U.S. growth slumped to a mere 0.1 percent annual pace in the final three months of last year. But the Fed expects the economy to maintain a gradual recovery, helped by near-zero interest rates and its own massive bond buying program to spur borrowing. It is currently buying bonds at a $85 billion monthly pace.
The Beige Book, which draws on the extensive contacts maintained by regional Fed banks with their local business communities, was prepared in this instance by the Kansas City Federal Reserve, based on data collected on or before February 22.
“Five districts reported that economic growth was moderate in January and early February, and five districts reported that activity expanded at a modest pace,” it said. Boston’s region expanded slowly and Chicago reported a slow pace of growth.
“This was perhaps a small step down from the previous Beige Book in which all districts reported either modest or moderate growth,” said JP Morgan economist Daniel Silver in a note.
Although consumer spending picked up, retail sales slowed in several districts. Many of the 12 regional Feds pinned the blame on the expiration of a payroll tax holiday in January, higher gasoline prices and the impact of new healthcare laws.
“Many Districts noted rising gasoline prices and fiscal policy as having a negative effect on consumer sales,” it said.
Washington is fighting a bitter partisan battle over automatic spending cuts that began to bite on March 1 and could restrain growth by 1.5 percentage points this year. With political gridlock hampering fiscal policy, the central bank has kept the printing presses pumping at full speed.
Fed Chairman Ben Bernanke argued in congressional testimony last week that its aggressive policy actions have had a visible impact on housing and demand for autos, and the Beige Book confirmed that these sectors were perking up.
“Residential real estate markets strengthened in nearly all Districts and home prices rose amid falling inventories across much of the country,” it said, while noting that “automobile sales were strong or solid (in) most districts.”
The Fed has held interest rates near zero since late 2008 and has tripled the size of its balance sheet to around $3 trillion since then through a controversial bond buying program.
These asset purchases are designed to lower longer-term borrowing costs and the Fed pledges to keep them up until it sees a substantial improvement in the outlook for the U.S. labor market. U.S. unemployment was a lofty 7.9 percent in January.

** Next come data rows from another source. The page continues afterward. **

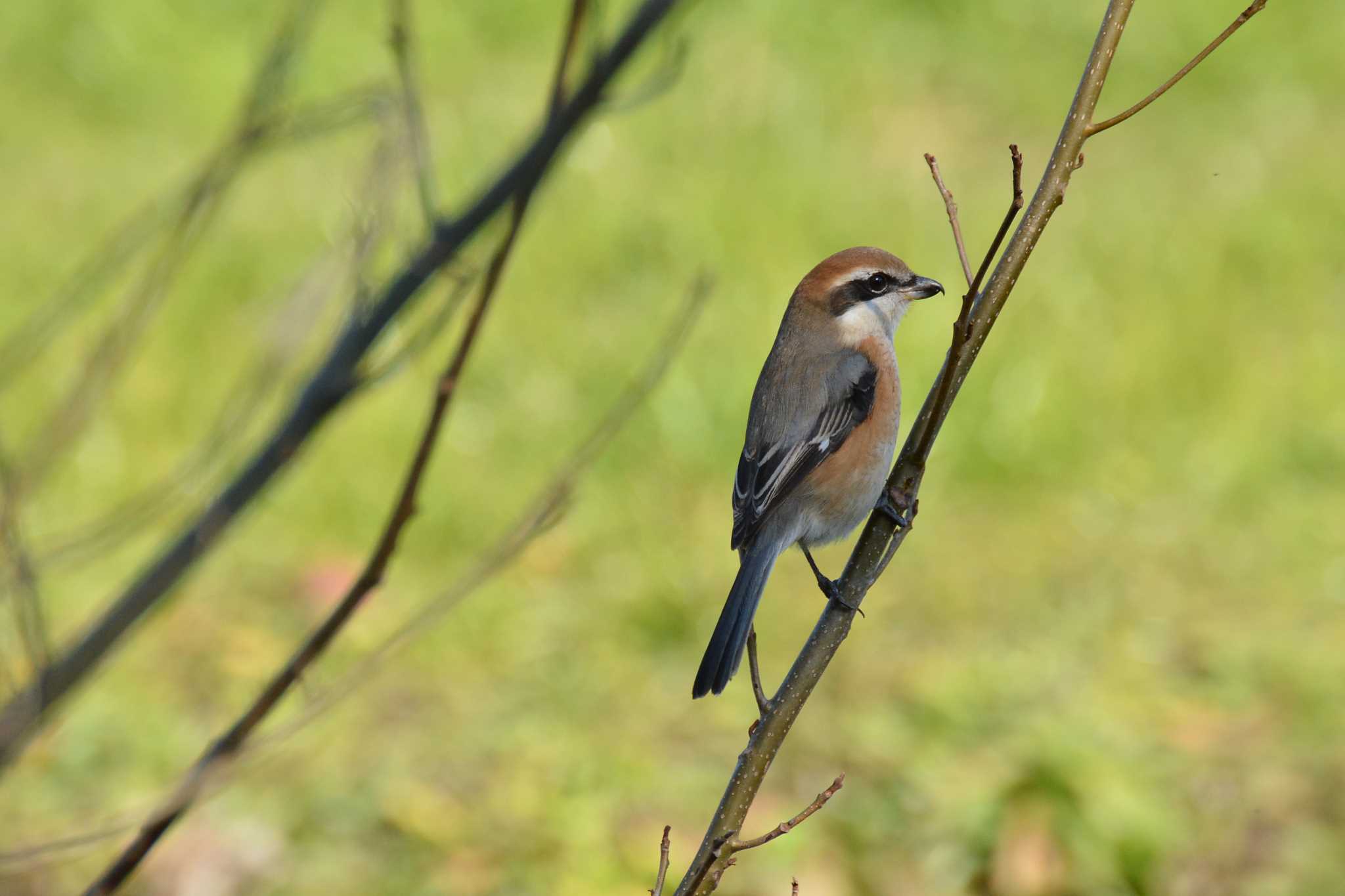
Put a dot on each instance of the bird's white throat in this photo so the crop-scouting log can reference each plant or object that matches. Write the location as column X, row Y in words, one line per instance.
column 873, row 319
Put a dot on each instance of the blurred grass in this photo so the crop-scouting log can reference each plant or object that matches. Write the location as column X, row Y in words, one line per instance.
column 1109, row 660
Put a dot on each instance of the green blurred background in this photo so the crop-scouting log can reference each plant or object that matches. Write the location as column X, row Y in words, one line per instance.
column 1107, row 661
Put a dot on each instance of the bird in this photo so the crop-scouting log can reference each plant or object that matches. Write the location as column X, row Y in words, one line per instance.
column 821, row 435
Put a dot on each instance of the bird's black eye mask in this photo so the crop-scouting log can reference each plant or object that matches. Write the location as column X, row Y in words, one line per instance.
column 864, row 289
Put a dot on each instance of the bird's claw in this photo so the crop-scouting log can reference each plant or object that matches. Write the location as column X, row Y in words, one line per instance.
column 899, row 508
column 833, row 591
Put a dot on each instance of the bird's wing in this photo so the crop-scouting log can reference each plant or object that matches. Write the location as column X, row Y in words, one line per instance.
column 789, row 442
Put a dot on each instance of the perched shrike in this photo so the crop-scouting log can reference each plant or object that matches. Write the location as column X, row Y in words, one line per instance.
column 821, row 431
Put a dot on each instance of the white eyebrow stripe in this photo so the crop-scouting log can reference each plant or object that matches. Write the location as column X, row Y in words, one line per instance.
column 857, row 273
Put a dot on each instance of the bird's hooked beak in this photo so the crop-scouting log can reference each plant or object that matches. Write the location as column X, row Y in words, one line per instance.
column 921, row 288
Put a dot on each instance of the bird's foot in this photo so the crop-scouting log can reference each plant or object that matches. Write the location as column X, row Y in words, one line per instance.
column 899, row 507
column 833, row 591
column 827, row 586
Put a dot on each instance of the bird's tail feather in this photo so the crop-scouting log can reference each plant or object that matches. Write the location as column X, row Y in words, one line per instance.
column 731, row 634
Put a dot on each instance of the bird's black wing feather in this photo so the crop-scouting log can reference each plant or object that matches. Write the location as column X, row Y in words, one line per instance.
column 770, row 472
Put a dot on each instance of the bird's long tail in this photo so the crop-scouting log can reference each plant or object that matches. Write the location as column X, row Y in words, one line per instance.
column 731, row 634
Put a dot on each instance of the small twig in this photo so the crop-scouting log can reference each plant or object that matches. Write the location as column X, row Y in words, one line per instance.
column 962, row 327
column 1015, row 206
column 763, row 703
column 1200, row 56
column 712, row 859
column 786, row 826
column 663, row 863
column 951, row 207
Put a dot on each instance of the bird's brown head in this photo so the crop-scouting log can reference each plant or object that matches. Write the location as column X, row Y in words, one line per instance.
column 865, row 291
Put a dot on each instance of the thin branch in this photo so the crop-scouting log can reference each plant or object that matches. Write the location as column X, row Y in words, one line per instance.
column 1200, row 56
column 663, row 863
column 872, row 550
column 904, row 499
column 1015, row 207
column 763, row 704
column 951, row 207
column 786, row 826
column 327, row 390
column 400, row 41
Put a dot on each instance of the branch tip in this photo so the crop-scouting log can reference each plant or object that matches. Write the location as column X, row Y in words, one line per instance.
column 951, row 207
column 1243, row 18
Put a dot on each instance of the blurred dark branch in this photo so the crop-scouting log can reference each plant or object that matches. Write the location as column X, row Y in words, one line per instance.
column 232, row 742
column 1200, row 56
column 880, row 538
column 328, row 387
column 92, row 278
column 403, row 46
column 114, row 349
column 30, row 618
column 536, row 519
column 283, row 337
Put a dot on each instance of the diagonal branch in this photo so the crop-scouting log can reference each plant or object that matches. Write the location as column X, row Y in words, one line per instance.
column 1200, row 56
column 330, row 386
column 880, row 538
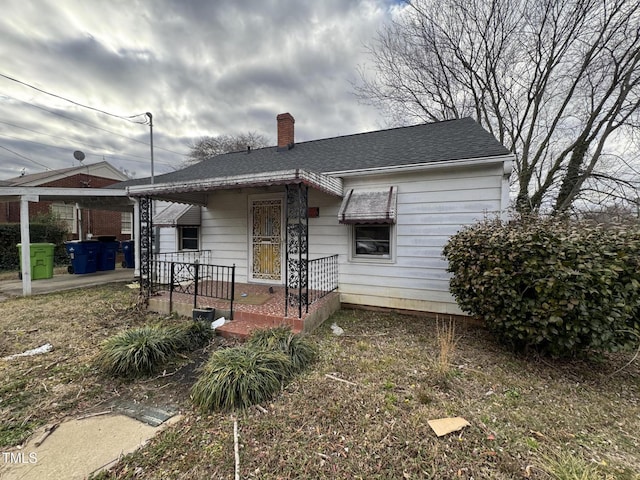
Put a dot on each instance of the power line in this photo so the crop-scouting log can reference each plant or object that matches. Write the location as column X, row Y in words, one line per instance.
column 26, row 158
column 93, row 126
column 68, row 140
column 129, row 119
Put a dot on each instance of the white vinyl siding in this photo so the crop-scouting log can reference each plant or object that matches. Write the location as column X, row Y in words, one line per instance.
column 224, row 230
column 431, row 207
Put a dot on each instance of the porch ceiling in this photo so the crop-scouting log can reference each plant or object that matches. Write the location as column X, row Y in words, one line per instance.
column 195, row 191
column 92, row 198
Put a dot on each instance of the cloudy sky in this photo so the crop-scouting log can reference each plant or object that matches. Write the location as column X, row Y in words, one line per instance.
column 200, row 67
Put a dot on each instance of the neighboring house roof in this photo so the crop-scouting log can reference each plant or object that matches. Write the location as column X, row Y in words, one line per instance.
column 419, row 144
column 99, row 169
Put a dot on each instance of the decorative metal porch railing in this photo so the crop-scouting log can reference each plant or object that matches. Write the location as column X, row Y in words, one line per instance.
column 185, row 256
column 323, row 277
column 195, row 279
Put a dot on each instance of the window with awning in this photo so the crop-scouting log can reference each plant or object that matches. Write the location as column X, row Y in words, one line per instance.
column 369, row 206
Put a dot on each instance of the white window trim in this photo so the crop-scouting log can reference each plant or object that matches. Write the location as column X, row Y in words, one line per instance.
column 179, row 231
column 73, row 223
column 361, row 258
column 124, row 231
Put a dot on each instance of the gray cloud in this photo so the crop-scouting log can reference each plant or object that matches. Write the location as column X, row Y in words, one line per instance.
column 200, row 67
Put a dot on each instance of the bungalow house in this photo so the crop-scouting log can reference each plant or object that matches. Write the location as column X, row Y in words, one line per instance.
column 81, row 222
column 367, row 213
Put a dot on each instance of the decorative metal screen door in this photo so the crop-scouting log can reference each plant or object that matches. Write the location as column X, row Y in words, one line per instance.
column 266, row 240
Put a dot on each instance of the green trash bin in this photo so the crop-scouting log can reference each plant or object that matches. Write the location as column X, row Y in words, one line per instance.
column 41, row 260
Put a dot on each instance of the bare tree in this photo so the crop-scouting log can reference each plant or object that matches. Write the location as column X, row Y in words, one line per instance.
column 556, row 81
column 207, row 147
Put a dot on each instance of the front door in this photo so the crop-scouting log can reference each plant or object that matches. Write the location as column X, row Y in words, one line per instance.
column 266, row 239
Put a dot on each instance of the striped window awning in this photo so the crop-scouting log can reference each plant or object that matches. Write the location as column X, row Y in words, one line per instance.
column 369, row 206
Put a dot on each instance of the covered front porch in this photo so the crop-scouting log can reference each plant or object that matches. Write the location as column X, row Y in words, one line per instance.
column 254, row 263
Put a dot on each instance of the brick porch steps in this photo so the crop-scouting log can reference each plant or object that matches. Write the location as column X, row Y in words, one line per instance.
column 244, row 323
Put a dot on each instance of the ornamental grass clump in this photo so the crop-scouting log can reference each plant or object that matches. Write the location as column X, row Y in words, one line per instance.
column 236, row 378
column 298, row 348
column 138, row 351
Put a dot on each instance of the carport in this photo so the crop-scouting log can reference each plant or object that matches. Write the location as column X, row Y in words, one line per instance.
column 97, row 198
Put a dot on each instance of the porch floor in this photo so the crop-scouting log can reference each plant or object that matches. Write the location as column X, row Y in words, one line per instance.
column 255, row 306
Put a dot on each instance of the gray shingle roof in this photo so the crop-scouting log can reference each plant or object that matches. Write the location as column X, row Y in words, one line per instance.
column 425, row 143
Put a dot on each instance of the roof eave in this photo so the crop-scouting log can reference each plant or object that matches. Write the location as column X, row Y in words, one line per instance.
column 465, row 162
column 319, row 181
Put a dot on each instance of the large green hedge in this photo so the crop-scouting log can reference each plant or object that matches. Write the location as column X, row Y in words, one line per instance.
column 563, row 288
column 44, row 232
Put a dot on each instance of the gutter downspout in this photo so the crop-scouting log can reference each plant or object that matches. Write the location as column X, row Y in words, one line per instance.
column 25, row 241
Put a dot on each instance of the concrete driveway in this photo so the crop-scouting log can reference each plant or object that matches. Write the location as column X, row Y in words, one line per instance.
column 13, row 288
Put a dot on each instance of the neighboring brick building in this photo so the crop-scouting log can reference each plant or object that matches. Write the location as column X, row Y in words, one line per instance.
column 94, row 222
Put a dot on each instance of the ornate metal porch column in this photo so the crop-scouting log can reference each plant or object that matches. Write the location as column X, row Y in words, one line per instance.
column 297, row 252
column 146, row 213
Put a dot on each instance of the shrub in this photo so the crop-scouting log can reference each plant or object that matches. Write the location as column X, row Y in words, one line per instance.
column 559, row 287
column 240, row 377
column 297, row 347
column 138, row 351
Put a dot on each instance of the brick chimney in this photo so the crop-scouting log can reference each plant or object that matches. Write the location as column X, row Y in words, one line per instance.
column 285, row 131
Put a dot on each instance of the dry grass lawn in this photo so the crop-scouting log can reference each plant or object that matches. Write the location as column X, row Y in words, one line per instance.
column 529, row 417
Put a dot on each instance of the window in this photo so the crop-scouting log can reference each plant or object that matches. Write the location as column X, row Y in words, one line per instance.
column 372, row 240
column 126, row 223
column 188, row 238
column 66, row 213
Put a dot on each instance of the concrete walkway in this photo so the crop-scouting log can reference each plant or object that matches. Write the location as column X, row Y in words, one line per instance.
column 13, row 288
column 77, row 448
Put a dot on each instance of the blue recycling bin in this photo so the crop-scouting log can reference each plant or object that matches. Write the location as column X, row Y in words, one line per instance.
column 107, row 255
column 83, row 255
column 128, row 250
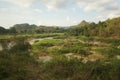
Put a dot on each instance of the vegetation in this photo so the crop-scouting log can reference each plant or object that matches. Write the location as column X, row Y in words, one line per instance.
column 87, row 51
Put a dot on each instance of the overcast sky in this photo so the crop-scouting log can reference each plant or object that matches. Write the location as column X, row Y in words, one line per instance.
column 56, row 12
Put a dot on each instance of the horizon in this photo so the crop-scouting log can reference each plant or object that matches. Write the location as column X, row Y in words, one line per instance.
column 56, row 12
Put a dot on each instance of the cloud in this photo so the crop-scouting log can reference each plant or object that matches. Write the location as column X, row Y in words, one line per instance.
column 38, row 10
column 109, row 8
column 106, row 8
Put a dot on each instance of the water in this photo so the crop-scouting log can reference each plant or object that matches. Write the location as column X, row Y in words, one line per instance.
column 38, row 39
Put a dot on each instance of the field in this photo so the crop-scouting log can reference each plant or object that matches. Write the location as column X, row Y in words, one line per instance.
column 59, row 57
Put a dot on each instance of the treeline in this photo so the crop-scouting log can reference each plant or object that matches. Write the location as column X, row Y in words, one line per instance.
column 27, row 28
column 108, row 28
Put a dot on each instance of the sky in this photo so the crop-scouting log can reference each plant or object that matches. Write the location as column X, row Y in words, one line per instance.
column 56, row 12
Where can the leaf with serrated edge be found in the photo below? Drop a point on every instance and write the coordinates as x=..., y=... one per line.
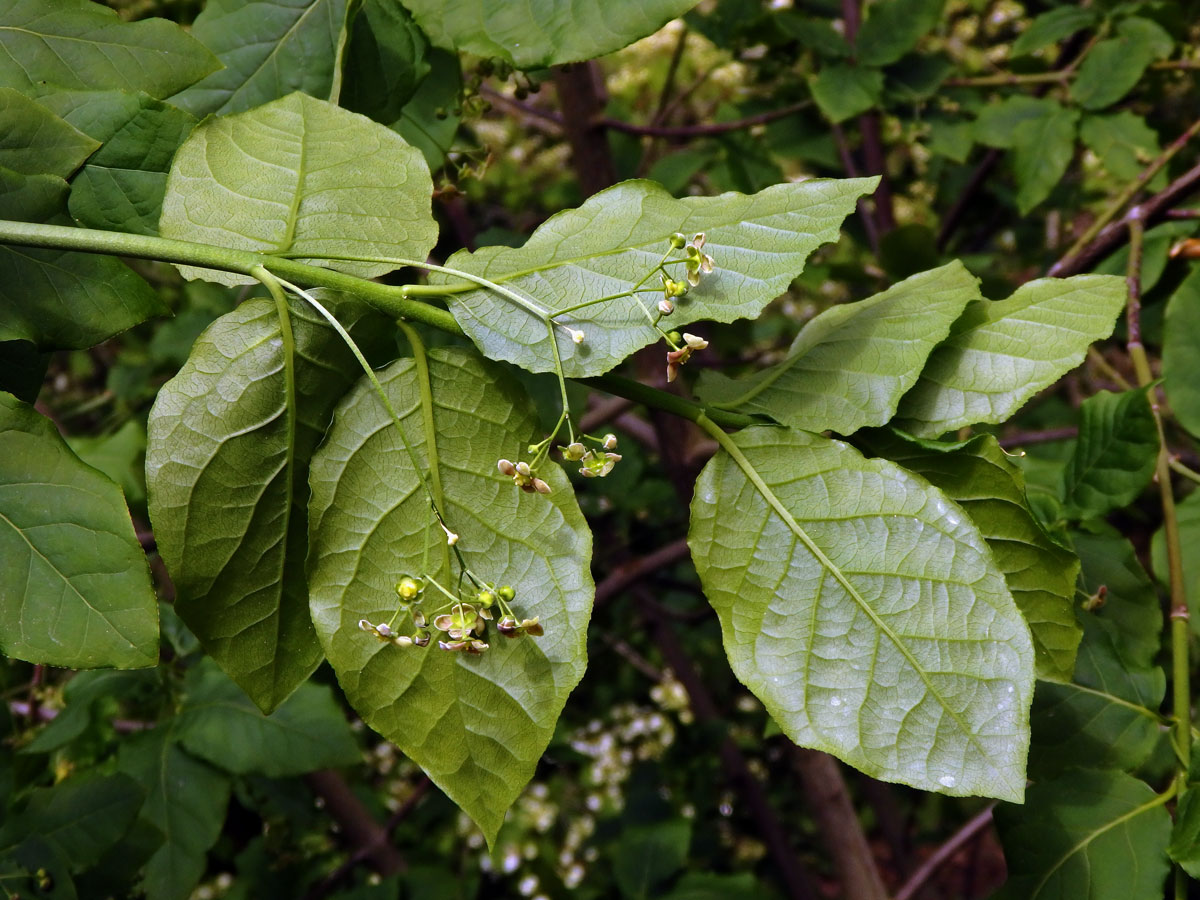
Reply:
x=477, y=725
x=75, y=587
x=850, y=365
x=229, y=442
x=304, y=179
x=84, y=46
x=269, y=49
x=1087, y=833
x=607, y=245
x=1041, y=574
x=864, y=610
x=1003, y=352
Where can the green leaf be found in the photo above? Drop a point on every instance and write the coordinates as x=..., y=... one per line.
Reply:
x=77, y=45
x=849, y=366
x=1181, y=353
x=978, y=475
x=1096, y=834
x=1043, y=149
x=864, y=610
x=304, y=179
x=615, y=239
x=1051, y=27
x=384, y=63
x=270, y=48
x=59, y=299
x=1114, y=66
x=843, y=90
x=81, y=816
x=229, y=443
x=477, y=725
x=1115, y=454
x=35, y=142
x=220, y=725
x=647, y=856
x=893, y=28
x=1122, y=141
x=1003, y=352
x=185, y=799
x=533, y=34
x=75, y=588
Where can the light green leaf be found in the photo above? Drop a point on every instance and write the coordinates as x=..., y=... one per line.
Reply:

Critics say bond buying, also called quantitative easing, risks future inflation, but the central bank said there was no sign of higher input prices being passed along to consumers.
“Price pressures remained modest, with the exception of increases in prices for certain raw materials and slightly higher retail prices in several districts,” the Fed said. “Even with some input costs rising, most district contacts did not plan to increase selling prices.”
On the other hand, while most districts saw a ‘modest’ improvement in labor market conditions, wage pressures remained limited, although there were some signs of shortages for certain skilled workers, the Fed said.